Bull markets are markets that experience a prolonged and or sharp rise. In contrast, bear markets are markets that experience continuous and or severe declines. Each of these markets has its own set of opportunities and risks.
No matter what asset you are most interested in. Be it forex trading, real estate investing, stocks, etc., it is common to label markets as bull or bear. In simple terms, a Bull market is expanding while a Bear market is contracting. Because markets are often volatile from day to day (or even within a day), both terms are usually for:
- More extended periods of primarily positive or negative movement,
- Significant changes in direction, up or down (20% is a widely accepted percentage).

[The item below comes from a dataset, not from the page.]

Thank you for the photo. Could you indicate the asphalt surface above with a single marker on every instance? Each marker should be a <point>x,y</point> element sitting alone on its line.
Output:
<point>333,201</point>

So what exactly is a bull market?
Bull markets are:
- The presence of several pro-buy investors.
- An excess of demand over supply.
- A high level of market confidence.
- A price increase.
Suppose you see that prices in a specific market are rising rapidly. In that case, it may indicate that most investors are becoming enthusiastic or optimistic that prices will continue to increase. And this may suggest that you are in the early stages of a bull market.
Bulls are investors who believe that prices will rise over time. Since the price of a particular cryptocurrency is influenced by public confidence in that asset, some investors try to measure investor optimism in a given market (a measure known as “market sentiment”). As investor confidence builds, a positive feedback loop occurs, which leads to more investment and higher prices.
What factors indicate the end of a bull market?
It is tempting to believe that short-term adverse movements signal the end of a bull market. Even in a bull market, volatility falls, and corrections will occur. That’s why it’s essential to look at all possible reversal signals from a broader perspective, including price movements over extended periods (shorter-term investors sometimes talk about buying the bottom).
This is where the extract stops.